事業モデル
同社はコンサルティング事業と投資事業の二つの柱を展開しています。コンサルティング事業では、経営、M&Aアドバイザリー、事業承継、不動産など多岐にわたる領域で顧客の課題解決を支援します。
一方で投資事業では、未上場株式への投資や不動産投資、さらに米国不動産関連ファンドを対象としたファンド・オブ・ファンズ形式の運用を行っています。これらの事業は相互に関連しつつ、多角的な収益基盤を構築しています。
KPI
当連結会計年度におけるコンサルティング事業の売上高は21,183,400千円に達しました。投資事業の売上高も5,550,661千円と、前年比で大幅な増加を記録しています。
また、当連結会計年度末における販売用不動産の評価額は4,276,395千円となっており、不動産投資の規模が拡大しています。ファンド事業においても、約3,966,302千円の投資残高を計上しており、安定した資産運用基盤を有しています。
成長ドライバー
コンサルティング事業では、DXや人手不足に伴う組織・人材戦略への需要が高まっており、これらに対する高度なソリューション提供に注力しています。特にM&Aアドバイザリーと各コンサルティングの統合により、より付加価値の高いサービス提供を目指します。
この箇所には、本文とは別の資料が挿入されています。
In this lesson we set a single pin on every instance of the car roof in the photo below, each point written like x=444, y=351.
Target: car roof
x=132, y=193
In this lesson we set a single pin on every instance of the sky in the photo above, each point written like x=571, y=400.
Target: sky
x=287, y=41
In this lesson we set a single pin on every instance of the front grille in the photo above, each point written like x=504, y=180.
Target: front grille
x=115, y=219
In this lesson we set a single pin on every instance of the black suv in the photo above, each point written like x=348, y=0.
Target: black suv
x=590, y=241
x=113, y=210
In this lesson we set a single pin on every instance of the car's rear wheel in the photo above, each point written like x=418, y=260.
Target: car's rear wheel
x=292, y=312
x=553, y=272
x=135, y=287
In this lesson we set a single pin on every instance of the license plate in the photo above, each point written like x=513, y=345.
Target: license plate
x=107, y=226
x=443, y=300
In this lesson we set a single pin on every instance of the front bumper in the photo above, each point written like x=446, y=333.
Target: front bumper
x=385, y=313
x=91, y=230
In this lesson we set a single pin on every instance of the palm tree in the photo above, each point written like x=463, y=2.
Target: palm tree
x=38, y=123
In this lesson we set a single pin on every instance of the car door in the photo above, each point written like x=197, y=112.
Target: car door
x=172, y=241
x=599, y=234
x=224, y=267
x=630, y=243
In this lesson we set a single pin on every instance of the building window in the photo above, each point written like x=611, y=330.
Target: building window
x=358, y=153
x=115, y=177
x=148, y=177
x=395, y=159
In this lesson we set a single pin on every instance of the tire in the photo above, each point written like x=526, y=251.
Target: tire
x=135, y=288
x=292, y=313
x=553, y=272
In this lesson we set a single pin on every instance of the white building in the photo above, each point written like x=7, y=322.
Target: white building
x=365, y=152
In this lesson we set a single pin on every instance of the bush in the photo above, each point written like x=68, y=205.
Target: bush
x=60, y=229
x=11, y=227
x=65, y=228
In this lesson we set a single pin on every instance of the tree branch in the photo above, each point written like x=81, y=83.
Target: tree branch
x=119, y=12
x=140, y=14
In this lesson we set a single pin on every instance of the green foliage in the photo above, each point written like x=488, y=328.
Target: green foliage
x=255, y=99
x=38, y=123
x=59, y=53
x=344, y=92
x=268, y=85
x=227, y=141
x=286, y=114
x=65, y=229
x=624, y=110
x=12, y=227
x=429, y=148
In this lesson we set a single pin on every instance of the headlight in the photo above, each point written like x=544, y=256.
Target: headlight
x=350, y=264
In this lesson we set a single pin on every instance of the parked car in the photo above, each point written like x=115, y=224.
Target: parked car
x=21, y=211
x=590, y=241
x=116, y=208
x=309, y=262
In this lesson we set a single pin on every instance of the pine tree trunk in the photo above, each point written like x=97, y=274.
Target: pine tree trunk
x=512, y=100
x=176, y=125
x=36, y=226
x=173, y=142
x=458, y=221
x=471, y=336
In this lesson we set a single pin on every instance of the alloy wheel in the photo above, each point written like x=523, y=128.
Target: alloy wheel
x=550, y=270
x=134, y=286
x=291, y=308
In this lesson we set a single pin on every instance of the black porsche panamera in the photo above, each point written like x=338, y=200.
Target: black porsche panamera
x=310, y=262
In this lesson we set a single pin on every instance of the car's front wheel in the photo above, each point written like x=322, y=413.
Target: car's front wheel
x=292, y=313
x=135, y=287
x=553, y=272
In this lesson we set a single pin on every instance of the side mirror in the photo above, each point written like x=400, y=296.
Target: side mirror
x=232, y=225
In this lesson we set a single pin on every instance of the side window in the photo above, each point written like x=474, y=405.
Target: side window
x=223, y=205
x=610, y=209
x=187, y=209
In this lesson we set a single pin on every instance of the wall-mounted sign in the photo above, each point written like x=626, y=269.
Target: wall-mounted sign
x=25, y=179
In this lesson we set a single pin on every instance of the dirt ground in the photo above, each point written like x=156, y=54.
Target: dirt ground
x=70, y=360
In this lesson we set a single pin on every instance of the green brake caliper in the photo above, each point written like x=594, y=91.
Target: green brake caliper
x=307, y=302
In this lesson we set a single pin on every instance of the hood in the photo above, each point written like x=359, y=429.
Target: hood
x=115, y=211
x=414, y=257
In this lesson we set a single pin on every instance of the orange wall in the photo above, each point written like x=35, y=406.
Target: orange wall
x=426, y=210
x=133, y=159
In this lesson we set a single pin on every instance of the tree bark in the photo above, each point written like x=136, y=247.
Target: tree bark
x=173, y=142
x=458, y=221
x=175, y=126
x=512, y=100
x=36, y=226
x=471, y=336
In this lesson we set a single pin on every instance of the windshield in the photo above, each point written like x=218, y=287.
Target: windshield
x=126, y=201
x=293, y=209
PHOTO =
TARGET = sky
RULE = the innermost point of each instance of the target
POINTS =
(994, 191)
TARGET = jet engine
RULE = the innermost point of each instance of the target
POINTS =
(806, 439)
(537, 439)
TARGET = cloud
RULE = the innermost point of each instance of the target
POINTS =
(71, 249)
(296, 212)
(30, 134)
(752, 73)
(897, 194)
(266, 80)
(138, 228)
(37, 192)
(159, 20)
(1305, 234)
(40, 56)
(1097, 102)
また、海外コンサルティング事業の成長が見込まれることから、2027年3月期に向けた組織再編を進めています。さらに、事業承継や財務再生など、複雑化する経営課題に対する伴走型支援を強化することで、顧客との長期的な関係構築を図る方針です。
リスク
コンサルティング事業においては、高度な専門性を有する人材の確保と育成が成長の鍵となります。優秀な人材の確保が困難となった場合、事業拡大に制約が生じる可能性があるため、教育プログラムの充実や採用活動を強化しています。
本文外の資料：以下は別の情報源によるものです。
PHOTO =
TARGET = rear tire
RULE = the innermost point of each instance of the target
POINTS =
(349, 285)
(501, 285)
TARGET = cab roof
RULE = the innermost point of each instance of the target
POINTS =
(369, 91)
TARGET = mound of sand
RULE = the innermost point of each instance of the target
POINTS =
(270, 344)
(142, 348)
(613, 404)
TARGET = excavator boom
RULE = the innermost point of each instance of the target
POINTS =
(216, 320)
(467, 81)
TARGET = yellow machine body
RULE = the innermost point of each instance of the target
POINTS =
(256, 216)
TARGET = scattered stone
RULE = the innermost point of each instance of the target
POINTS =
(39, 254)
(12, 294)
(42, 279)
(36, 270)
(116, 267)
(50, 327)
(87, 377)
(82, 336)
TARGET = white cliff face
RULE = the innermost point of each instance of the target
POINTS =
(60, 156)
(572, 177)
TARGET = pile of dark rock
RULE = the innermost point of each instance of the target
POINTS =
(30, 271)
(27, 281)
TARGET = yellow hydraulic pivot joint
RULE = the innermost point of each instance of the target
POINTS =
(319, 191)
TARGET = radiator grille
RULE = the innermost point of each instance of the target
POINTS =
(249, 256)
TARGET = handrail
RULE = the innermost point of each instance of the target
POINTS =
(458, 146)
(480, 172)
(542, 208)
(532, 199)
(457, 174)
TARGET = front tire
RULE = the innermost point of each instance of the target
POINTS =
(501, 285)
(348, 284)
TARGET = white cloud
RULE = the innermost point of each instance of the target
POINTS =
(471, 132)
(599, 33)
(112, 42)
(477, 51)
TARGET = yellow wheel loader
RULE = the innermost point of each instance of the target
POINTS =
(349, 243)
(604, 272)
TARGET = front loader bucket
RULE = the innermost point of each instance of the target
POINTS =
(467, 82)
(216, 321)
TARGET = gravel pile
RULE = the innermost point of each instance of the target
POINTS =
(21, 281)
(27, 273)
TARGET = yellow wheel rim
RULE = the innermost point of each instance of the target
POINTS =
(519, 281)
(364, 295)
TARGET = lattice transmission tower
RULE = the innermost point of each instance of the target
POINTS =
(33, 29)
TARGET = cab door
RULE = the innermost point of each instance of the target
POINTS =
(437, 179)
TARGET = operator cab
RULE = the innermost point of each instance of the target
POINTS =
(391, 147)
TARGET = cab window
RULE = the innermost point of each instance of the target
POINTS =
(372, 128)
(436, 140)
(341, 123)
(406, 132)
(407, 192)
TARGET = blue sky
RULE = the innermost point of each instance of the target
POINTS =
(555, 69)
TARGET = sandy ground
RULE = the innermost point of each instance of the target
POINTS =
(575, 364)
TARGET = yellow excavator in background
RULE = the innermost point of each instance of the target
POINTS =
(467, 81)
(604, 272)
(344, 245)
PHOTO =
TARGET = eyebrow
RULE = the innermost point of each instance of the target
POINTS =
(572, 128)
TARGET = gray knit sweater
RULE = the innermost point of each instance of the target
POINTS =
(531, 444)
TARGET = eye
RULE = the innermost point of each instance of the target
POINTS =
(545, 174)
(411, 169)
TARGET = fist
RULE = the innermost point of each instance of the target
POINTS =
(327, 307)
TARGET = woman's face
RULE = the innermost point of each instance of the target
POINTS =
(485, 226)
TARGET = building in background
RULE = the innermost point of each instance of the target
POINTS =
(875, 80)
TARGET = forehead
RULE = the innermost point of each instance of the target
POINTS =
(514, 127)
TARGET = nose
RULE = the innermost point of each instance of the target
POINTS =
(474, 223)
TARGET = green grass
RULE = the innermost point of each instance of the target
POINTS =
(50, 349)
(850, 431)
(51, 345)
投資事業に関しては、未上場株式の評価や不動産市況の変化といった外部要因による影響を受けます。特に海外ファンドは為替や金利動向の影響を受けるため、独立した選定プロセスと継続的なモニタリングを通じてリスク低減に努めています。
競合
同社はコンサルティング事業において、単なるアドバイザリーにとどまらず、M&A後のPMIまで見据えた一貫した実行支援を強みとしています。専門知識を持つ人材が多数在籍しており、複雑な課題に対する網羅的な提案が可能です。
不動産コンサルティングや事業承継といった特定の領域では、高度な知見が必要とされるため、独自のノウハウに基づく差別化を図っています。また、地域や業界を巻き込んだ多面的な再生スキームの構築により、競合他社との差異化を図る戦略をとっています。
バリュエーション
最新の市場データにおいて、同社の株価は1,627円となっており、時価総額は約313.6億円です。PERは10.79倍、PBRは1.58倍と算出されています。
配当利回りは4.70%となっており、投資家に対して安定した還元姿勢を示しています。これらの数値は、同社の強固な事業基盤と成長性を反映する指標として評価されます。